The UK’s jobs market is progressively deteriorating, with the unemployment rate rising, redundancies increasing, and open vacancies creeping up only marginally.
The UK unemployment rate climbed to 5.1% in the three months to November, marking an increase both quarterly and annually, to the highest level since 2021.
The latest figures paint a picture of a labour market in flux. Job vacancies edged up by 10,000 to reach 734,000 in the quarter to December, yet remain 8.6% lower than a year earlier.
Redundancies have accelerated, rising to 4.9 per 1,000 employees across both quarterly and annual comparisons.
Wage growth presents a stark contrast between nominal and real terms. Pay excluding bonuses increased 4.5% year-on-year, whilst total earnings including bonuses rose 4.7%.

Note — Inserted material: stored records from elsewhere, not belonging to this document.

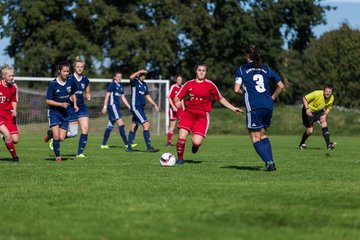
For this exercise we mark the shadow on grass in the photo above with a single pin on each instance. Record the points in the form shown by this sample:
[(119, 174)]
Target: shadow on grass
[(193, 161), (247, 168), (6, 159), (62, 158)]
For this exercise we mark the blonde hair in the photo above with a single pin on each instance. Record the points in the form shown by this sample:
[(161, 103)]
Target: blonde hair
[(78, 59), (5, 68)]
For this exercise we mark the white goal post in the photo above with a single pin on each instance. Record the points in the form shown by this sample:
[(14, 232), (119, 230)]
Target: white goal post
[(32, 110)]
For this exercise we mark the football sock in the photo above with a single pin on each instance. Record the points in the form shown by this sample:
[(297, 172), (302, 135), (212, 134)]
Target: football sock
[(11, 148), (267, 144), (195, 148), (131, 138), (326, 135), (170, 134), (82, 143), (146, 134), (123, 134), (262, 151), (106, 135), (304, 137), (56, 145), (180, 148)]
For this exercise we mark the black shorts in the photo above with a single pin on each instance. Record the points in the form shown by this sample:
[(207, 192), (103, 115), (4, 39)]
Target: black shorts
[(309, 121)]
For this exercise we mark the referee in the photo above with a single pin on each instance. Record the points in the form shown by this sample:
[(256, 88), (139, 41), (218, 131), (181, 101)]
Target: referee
[(317, 105)]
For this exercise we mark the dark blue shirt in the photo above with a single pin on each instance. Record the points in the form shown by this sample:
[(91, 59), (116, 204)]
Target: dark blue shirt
[(139, 90), (116, 90), (80, 86), (256, 85), (60, 92)]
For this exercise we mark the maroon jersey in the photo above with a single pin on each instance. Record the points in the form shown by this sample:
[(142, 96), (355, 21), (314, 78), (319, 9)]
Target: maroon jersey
[(200, 94), (8, 94)]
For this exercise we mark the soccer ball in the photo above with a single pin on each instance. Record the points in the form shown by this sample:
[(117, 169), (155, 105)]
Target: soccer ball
[(167, 160)]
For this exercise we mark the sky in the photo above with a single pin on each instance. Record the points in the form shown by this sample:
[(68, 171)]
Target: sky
[(347, 11)]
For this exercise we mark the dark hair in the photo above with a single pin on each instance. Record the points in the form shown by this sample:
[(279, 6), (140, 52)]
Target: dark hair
[(253, 53), (328, 86), (200, 64), (63, 64)]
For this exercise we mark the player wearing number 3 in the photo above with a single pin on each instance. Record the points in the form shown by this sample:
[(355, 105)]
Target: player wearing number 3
[(253, 80)]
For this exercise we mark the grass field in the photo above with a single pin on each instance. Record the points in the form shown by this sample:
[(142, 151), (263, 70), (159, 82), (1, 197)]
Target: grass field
[(219, 193)]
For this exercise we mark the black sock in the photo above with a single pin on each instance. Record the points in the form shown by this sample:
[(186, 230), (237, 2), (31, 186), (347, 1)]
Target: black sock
[(305, 136), (326, 135)]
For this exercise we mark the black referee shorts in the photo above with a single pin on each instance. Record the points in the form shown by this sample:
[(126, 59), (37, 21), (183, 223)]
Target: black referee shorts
[(309, 121)]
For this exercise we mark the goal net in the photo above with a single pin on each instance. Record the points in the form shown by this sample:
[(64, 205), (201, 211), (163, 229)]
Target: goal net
[(32, 110)]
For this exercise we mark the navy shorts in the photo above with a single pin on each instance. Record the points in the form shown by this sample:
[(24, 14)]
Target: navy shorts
[(60, 118), (139, 116), (114, 113), (258, 119), (74, 116)]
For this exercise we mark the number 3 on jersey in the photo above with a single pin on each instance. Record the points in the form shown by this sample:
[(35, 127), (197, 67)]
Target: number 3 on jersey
[(258, 78)]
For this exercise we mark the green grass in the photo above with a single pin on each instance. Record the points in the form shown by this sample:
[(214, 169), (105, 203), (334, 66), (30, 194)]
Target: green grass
[(219, 193)]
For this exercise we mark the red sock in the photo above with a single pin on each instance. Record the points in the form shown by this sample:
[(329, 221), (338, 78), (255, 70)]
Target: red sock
[(11, 148), (170, 134), (180, 148)]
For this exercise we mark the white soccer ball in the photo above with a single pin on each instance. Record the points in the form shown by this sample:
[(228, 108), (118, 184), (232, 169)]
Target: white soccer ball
[(167, 160)]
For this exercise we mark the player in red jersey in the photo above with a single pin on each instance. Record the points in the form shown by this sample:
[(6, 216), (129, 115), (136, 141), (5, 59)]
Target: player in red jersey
[(174, 112), (195, 118), (8, 106)]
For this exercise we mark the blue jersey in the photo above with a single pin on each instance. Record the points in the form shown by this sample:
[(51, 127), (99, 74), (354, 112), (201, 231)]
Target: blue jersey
[(116, 90), (139, 90), (60, 92), (256, 85), (80, 86)]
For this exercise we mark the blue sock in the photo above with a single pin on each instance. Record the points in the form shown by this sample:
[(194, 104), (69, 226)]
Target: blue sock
[(147, 138), (82, 143), (56, 145), (262, 151), (266, 142), (131, 139), (123, 134), (106, 134)]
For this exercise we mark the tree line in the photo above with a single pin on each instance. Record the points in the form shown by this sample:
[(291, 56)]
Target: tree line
[(168, 37)]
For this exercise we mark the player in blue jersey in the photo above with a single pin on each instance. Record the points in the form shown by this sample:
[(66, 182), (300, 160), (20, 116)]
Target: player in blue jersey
[(253, 80), (114, 92), (59, 92), (82, 85), (139, 95)]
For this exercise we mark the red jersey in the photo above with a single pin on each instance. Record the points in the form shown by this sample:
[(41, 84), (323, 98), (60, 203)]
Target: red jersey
[(200, 94), (8, 94), (174, 89)]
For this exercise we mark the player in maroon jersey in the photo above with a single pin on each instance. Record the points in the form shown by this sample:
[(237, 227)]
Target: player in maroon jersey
[(195, 118), (8, 107), (174, 112)]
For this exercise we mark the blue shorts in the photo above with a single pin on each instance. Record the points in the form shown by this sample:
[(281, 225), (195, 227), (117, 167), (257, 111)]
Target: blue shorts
[(139, 116), (114, 113), (60, 118), (258, 119), (74, 116)]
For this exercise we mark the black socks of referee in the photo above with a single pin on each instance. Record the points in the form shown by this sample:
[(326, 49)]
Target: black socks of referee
[(326, 135)]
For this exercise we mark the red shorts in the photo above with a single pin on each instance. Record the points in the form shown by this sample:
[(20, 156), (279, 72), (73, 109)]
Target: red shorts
[(10, 122), (197, 121), (175, 115)]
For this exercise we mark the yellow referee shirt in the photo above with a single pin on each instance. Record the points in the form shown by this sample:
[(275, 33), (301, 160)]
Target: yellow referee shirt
[(317, 101)]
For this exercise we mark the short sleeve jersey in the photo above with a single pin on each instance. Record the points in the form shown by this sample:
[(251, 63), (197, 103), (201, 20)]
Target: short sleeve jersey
[(200, 94), (80, 85), (317, 101), (116, 90), (8, 94), (256, 85), (139, 90), (60, 92), (174, 89)]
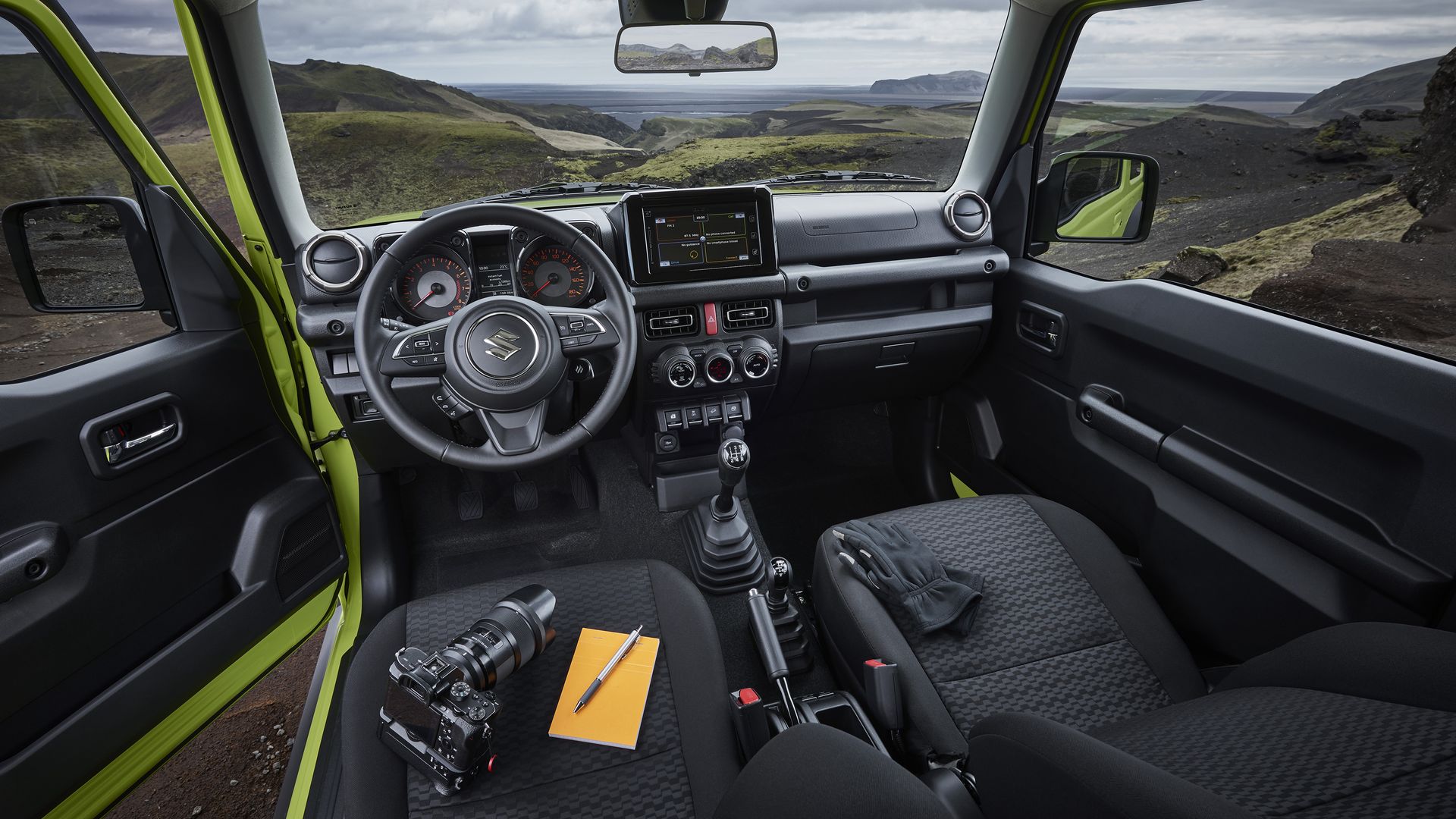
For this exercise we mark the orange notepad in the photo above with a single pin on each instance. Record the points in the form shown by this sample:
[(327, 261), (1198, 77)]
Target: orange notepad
[(613, 716)]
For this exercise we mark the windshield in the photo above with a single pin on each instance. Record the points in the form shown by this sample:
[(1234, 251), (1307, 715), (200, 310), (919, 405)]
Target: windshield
[(413, 107)]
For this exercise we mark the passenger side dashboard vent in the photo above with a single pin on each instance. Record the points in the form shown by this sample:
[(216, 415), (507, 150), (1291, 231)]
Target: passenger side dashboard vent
[(747, 315), (670, 322), (967, 215)]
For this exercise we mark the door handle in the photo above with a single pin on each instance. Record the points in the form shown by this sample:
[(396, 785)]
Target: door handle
[(1041, 328), (130, 436), (117, 450), (1101, 409)]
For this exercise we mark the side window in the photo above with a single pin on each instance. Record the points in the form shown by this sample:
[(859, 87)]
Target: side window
[(1310, 180), (50, 148)]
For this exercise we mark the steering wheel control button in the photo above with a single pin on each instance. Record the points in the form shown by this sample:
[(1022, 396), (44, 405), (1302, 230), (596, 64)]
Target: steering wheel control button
[(503, 346), (449, 403), (582, 369)]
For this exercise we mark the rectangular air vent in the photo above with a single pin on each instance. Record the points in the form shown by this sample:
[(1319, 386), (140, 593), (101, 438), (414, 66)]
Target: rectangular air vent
[(670, 322), (747, 315)]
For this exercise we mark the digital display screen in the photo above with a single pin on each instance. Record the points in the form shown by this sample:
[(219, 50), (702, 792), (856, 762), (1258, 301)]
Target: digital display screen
[(492, 264), (712, 237)]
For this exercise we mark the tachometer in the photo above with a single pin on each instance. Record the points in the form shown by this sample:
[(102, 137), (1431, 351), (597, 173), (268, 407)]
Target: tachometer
[(433, 286), (554, 276)]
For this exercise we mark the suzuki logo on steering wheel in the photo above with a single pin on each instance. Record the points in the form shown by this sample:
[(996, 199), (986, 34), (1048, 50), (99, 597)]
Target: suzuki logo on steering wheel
[(500, 344)]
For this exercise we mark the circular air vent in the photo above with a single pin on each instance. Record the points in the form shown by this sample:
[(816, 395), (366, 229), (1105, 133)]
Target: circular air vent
[(334, 261), (967, 215)]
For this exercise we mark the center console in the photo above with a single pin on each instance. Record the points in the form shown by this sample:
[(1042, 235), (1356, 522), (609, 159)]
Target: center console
[(704, 363)]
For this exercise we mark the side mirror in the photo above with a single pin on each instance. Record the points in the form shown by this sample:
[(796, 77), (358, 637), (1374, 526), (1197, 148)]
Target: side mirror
[(695, 49), (1097, 196), (85, 256)]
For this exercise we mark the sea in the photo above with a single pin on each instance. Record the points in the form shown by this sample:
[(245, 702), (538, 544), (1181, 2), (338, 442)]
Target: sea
[(635, 104), (632, 105)]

“Unemployment has been climbing fairly steadily for the past three years and has hit 5.1%. It’s a substantial rise since the most recent low of 3.6% in summer 2022 and only just shy of the pandemic peak of 5.3%. And while pay growth looks robust for those still in work, things aren’t quite as strong as they seem,” said Sarah Coles, head of personal finance, Hargreaves Lansdown.
“On the face of it, it’s not all bad news: employment is up over the year, jobs vacancies have risen very slightly over the month, and wages are up 4.7% in a year. However, look a bit closer and real weakness emerges. Vacancies are down 8.6% in a year, while unemployment and redundancies are rising. As a result, there were 2.5 unemployed people per vacancy – up from 2.4 in the previous quarter and 1.9 a year ago. Meanwhile, wages are up just 1.1% after inflation – and this is likely to fall.”